It’s a funny thing about Health and Safety regulations. Sometimes what is deemed “healthy” or “safe” seems more likely to be what is “cheap” or “convenient”.
Take asbestos as an example.
Asbestos is a truly pernicious substance and can cause people to die in horrible ways. Particles are invisible, you can’t smell them, taste them or – once in your lungs – get rid of them.
It is also widespread, producing appalling statistics. Asbestos is currently responsible for some 5,000 deaths a year in the UK, and this is expected to rise to 10,000 a year. Compare this to around 3,000 people killed in road traffic accidents each year.
So you might think that asbestos is being sought out and removed? No: economics gets in the way. Imports of asbestos were banned in 1999 and the big plan is to know where it is and leave it alone as long as possible. Inevitably it is sometimes disturbed or has to be removed.
You might then think the most extreme precautions are taken over this most extremely dangerous substance? No.

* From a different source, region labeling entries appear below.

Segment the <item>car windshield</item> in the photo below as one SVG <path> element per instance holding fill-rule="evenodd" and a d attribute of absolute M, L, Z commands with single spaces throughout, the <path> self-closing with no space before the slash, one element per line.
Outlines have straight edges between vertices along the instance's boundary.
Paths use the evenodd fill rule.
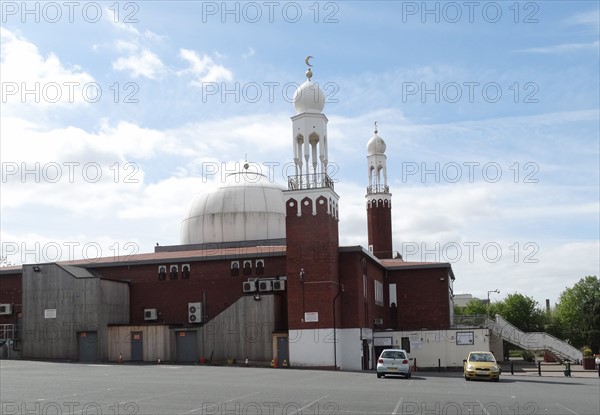
<path fill-rule="evenodd" d="M 471 362 L 495 362 L 494 356 L 489 353 L 473 353 L 469 358 Z"/>
<path fill-rule="evenodd" d="M 406 356 L 404 355 L 404 353 L 402 352 L 396 352 L 393 350 L 387 351 L 387 352 L 383 352 L 381 354 L 382 358 L 386 358 L 386 359 L 406 359 Z"/>

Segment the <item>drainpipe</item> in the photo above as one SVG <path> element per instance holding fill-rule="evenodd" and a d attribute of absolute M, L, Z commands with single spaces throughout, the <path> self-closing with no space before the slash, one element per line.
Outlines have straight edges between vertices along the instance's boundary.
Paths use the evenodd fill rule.
<path fill-rule="evenodd" d="M 338 293 L 333 297 L 333 370 L 337 370 L 337 330 L 335 327 L 335 300 L 344 291 L 344 286 L 338 284 Z"/>

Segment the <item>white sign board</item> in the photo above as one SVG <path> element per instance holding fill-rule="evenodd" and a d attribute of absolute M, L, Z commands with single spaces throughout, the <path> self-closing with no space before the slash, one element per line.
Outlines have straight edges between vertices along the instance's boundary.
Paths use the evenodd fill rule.
<path fill-rule="evenodd" d="M 310 313 L 304 313 L 305 323 L 317 323 L 319 321 L 319 312 L 312 311 Z"/>
<path fill-rule="evenodd" d="M 373 339 L 373 346 L 391 346 L 392 338 L 391 337 L 375 337 Z"/>
<path fill-rule="evenodd" d="M 373 329 L 360 329 L 361 339 L 370 340 L 373 338 Z"/>

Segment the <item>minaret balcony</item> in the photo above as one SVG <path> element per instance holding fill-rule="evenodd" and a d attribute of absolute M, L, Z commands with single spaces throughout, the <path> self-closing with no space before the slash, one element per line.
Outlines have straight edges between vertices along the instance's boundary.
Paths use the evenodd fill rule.
<path fill-rule="evenodd" d="M 384 186 L 382 184 L 367 187 L 367 194 L 369 194 L 369 195 L 377 194 L 377 193 L 389 193 L 389 192 L 390 192 L 390 187 Z"/>
<path fill-rule="evenodd" d="M 288 177 L 289 190 L 330 188 L 333 190 L 333 180 L 326 173 L 309 173 Z"/>

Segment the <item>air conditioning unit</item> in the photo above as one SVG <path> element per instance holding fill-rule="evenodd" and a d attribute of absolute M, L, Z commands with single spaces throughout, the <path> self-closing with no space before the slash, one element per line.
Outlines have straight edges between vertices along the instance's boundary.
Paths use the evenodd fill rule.
<path fill-rule="evenodd" d="M 12 314 L 12 305 L 0 304 L 0 316 L 8 316 L 9 314 Z"/>
<path fill-rule="evenodd" d="M 272 291 L 273 290 L 273 281 L 259 281 L 258 282 L 258 291 Z"/>
<path fill-rule="evenodd" d="M 243 284 L 243 289 L 245 293 L 253 293 L 254 291 L 256 291 L 256 284 L 254 283 L 254 281 L 245 282 Z"/>
<path fill-rule="evenodd" d="M 202 323 L 202 303 L 188 303 L 188 322 Z"/>
<path fill-rule="evenodd" d="M 158 312 L 156 308 L 146 308 L 144 310 L 144 320 L 152 321 L 158 319 Z"/>

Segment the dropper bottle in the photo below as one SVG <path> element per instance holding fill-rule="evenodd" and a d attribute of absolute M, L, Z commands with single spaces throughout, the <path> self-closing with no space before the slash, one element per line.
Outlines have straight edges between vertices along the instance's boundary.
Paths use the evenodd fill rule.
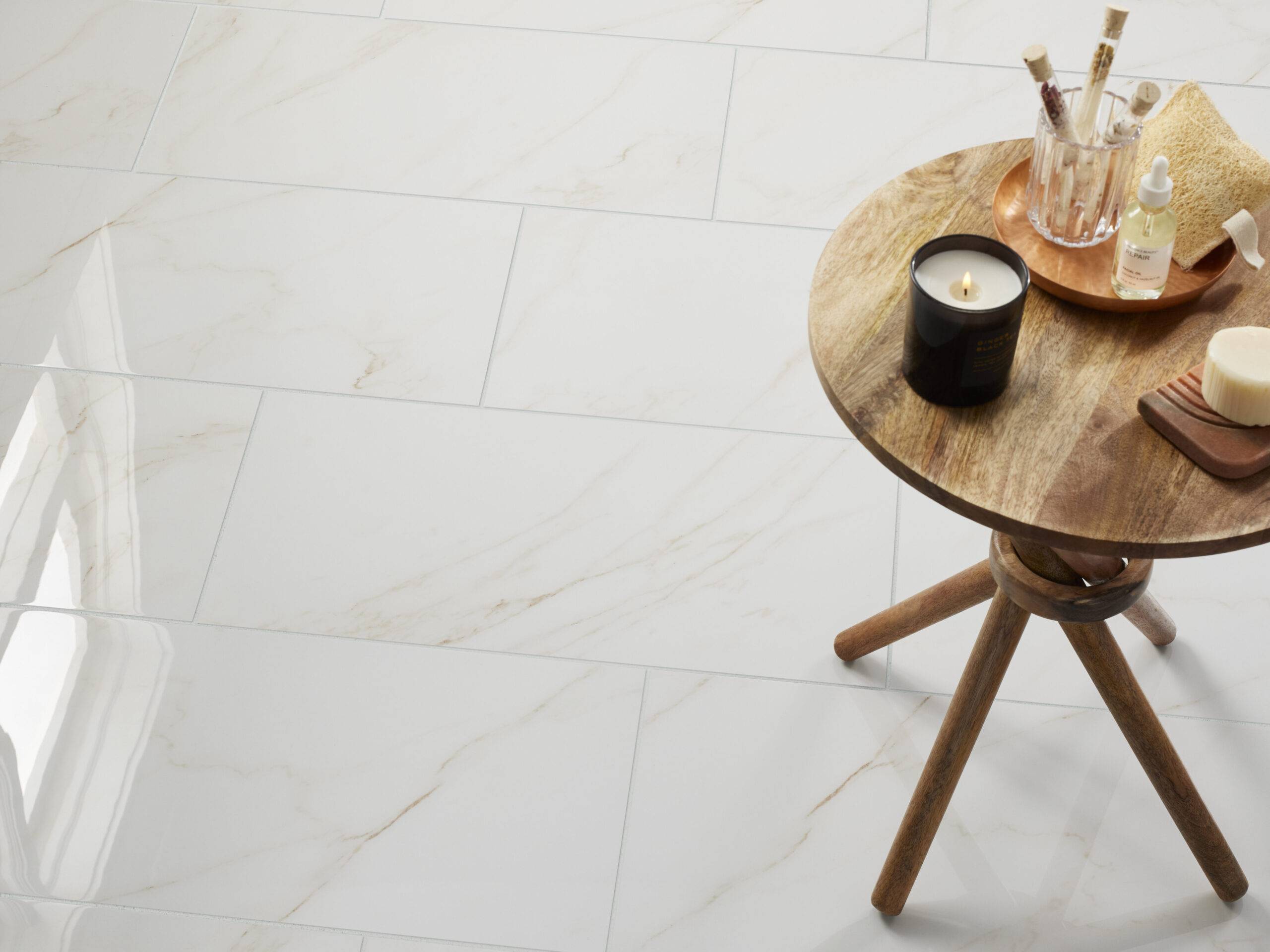
<path fill-rule="evenodd" d="M 1142 176 L 1138 198 L 1129 202 L 1120 218 L 1111 263 L 1111 287 L 1119 297 L 1144 301 L 1165 293 L 1177 235 L 1177 216 L 1168 207 L 1172 195 L 1168 160 L 1157 155 L 1151 171 Z"/>

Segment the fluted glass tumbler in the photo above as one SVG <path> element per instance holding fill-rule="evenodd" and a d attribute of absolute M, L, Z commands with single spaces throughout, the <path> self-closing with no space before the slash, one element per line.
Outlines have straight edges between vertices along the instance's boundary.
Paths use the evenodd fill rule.
<path fill-rule="evenodd" d="M 1073 110 L 1080 93 L 1080 86 L 1063 90 Z M 1110 129 L 1126 107 L 1123 96 L 1104 93 L 1095 128 Z M 1115 235 L 1140 136 L 1138 128 L 1123 142 L 1107 143 L 1095 136 L 1097 145 L 1082 145 L 1058 136 L 1041 109 L 1027 178 L 1033 227 L 1067 248 L 1088 248 Z"/>

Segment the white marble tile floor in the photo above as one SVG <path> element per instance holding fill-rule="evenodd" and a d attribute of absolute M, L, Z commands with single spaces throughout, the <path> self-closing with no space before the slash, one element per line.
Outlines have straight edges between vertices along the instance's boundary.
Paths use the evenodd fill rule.
<path fill-rule="evenodd" d="M 1270 547 L 1113 623 L 1245 899 L 1034 619 L 869 905 L 983 609 L 832 638 L 987 529 L 841 424 L 812 270 L 1099 8 L 0 3 L 0 952 L 1270 948 Z M 1262 0 L 1116 72 L 1270 152 Z"/>

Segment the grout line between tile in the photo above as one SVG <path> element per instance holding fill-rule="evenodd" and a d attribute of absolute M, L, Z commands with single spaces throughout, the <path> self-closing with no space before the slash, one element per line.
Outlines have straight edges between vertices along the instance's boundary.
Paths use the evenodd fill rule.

Economics again.
The Control of Asbestos Regulations set acceptable standards for the amount of asbestos particles in the air; this just so happens to be the same amount most asbestos removal contractors can achieve during cleaning, and just so happens also to be the same amount most asbestos inspectors can measure with their usual equipment.
Certainly not a case of “Health and Safety gone mad”!